[Graphic courtesy of Ms. Crafty - thank you! I'd explain what it means, but it's a long story. A select few will understand its meaning in relation to this post. For the rest, just enjoy the cute, lumbering blue whale that can't seem to not bash itself in the head repeatedly.]
So, I know my story is nothing compared to what many people are dealing with, but I thought it was worth mentioning as another example of how "regular folks" are affected by the lack of affordable coverage for basic care.
Some would say I'm far from regular, but I disagree. I get lots of fiber.

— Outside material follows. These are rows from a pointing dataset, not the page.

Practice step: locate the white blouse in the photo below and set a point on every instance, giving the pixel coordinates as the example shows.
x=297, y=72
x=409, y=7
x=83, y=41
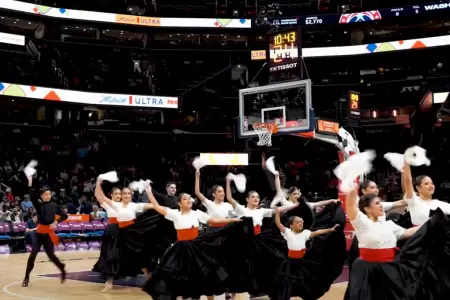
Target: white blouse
x=387, y=206
x=186, y=220
x=256, y=214
x=128, y=212
x=218, y=210
x=376, y=235
x=111, y=212
x=296, y=241
x=420, y=209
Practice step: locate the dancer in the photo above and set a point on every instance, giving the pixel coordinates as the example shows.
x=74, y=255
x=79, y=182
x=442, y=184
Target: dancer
x=421, y=204
x=302, y=273
x=192, y=266
x=45, y=236
x=139, y=249
x=375, y=275
x=217, y=208
x=256, y=264
x=368, y=187
x=107, y=264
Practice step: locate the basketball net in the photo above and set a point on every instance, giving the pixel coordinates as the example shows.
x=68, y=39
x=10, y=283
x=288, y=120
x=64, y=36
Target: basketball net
x=264, y=131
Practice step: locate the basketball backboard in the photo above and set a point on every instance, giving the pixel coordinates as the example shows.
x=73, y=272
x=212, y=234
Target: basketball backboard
x=287, y=104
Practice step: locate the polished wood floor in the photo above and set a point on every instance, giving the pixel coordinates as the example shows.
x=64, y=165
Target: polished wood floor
x=12, y=270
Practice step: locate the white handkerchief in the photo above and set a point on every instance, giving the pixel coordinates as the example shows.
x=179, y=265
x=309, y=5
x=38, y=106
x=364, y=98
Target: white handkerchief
x=356, y=165
x=198, y=163
x=110, y=176
x=30, y=170
x=416, y=156
x=239, y=180
x=397, y=160
x=270, y=165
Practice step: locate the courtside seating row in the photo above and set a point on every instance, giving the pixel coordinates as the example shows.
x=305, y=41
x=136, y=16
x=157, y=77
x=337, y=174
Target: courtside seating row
x=64, y=230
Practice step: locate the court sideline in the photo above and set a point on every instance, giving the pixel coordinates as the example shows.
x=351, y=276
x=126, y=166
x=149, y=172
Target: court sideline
x=81, y=283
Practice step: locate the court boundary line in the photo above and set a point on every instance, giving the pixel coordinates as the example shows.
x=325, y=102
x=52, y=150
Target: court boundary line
x=6, y=290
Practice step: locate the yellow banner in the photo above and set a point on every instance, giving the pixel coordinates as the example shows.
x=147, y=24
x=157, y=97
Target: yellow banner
x=136, y=20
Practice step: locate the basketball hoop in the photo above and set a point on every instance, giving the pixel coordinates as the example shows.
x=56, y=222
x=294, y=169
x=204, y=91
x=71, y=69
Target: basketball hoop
x=264, y=131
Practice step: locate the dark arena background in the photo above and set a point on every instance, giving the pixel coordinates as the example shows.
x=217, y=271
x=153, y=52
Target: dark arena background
x=145, y=86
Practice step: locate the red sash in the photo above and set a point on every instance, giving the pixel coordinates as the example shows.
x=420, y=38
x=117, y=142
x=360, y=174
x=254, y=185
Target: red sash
x=377, y=255
x=187, y=234
x=123, y=224
x=296, y=253
x=45, y=229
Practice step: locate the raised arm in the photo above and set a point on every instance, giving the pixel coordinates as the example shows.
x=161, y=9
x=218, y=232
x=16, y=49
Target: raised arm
x=407, y=180
x=278, y=220
x=323, y=203
x=199, y=195
x=160, y=209
x=323, y=231
x=230, y=199
x=351, y=205
x=100, y=196
x=33, y=195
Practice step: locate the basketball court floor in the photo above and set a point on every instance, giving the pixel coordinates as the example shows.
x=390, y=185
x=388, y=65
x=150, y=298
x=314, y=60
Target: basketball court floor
x=81, y=284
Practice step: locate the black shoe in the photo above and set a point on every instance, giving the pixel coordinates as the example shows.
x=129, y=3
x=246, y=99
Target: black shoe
x=25, y=282
x=63, y=274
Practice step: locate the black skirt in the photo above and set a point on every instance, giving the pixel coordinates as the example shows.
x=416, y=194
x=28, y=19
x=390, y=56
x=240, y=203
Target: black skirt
x=312, y=276
x=411, y=275
x=198, y=267
x=143, y=243
x=108, y=262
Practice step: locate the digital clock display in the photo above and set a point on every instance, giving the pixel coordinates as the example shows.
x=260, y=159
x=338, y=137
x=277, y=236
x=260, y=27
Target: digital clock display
x=283, y=48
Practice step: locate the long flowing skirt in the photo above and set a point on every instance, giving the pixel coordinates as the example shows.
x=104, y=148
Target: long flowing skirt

When we got back from Canaduh I signed up for a basic plan from a provider, the name of which rhymes with Flue Yield of Palifornia. Seemed like a good plan that would let me see a doctor if I needed to but not cost a fortune every month. My premium is about $135/month and the deductible is $2,900 per year.
I saw the Caribbean Gyno for an annual exam and had no co-pay. That was cool. The doc wrote me two referrals, one for a mammogram (haven't had one in three years) and an ultrasound to look at one of my ovaries, the one that explodes like a super nova every few months.
She was very helpful, explaining when to schedule the ultrasound during my cycle to ensure the best results and said I could likely get both tests scheduled on the same day. I went away happy to have such a proactive doctor helping me out with my Lady Parts.
Later that week I got everything scheduled - same day, perfectly timed - and felt great about getting that taken care of. Neither test is pleasant, but I was actually excited to find out what might be going on with the ovary. If that thing blows up again, I'm going to take it out myself.
The day before my appointments I got a cryptic phone message from someone at USCF. I called back the next morning and spoke to a friendly guy who explained to me that because my deductible is $2,900, they'd be charging me $700 for the mammogram and $1,500 for the ultrasound.
I thanked him very much for the information and told him I'd be canceling my appointments for the day. I forgot about that big ol' deductible... When my annual exam was covered, I guess I didn't realize the tests the doctor had ordered wouldn't be. Actually, I don't know if my annual exam IS covered... I might get a bill for that at some point.
If I were working full-time or more consistently, I could probably afford $2,200 for standard tests or just buy a better plan that covers them.
The silly thing is, if there is something wrong that requires major care down the road, the insurance company will likely pay out way more $$ than they would if the problem was found (and fixed) much earlier. i.e., If they covered the tests I need now, they'd probably save money in the long run.
But hey, as someone recently said, health insurance is not a right - you get what you can afford. If all I can afford is a plan that prevents bankruptcy, then that's what I get. But I'm paying $135/month, and all that buys me is one annual doctor's appointment and $10 generic drugs? Really?
I would love to see health insurance reform that makes the entire process completely transparent. I want price lists posted on doctors' websites like you'd see for auto mechanics. I would love to see independent audits that keep everyone honest.
The goal now is to work harder at making good money so I can afford the kind of coverage I want. The American way, right? While I'm busting my ass to afford a better plan, Flue Yield of Palifornia will clear another 8 Billion - BILLION - dollars (or more) this year. Billion with a B.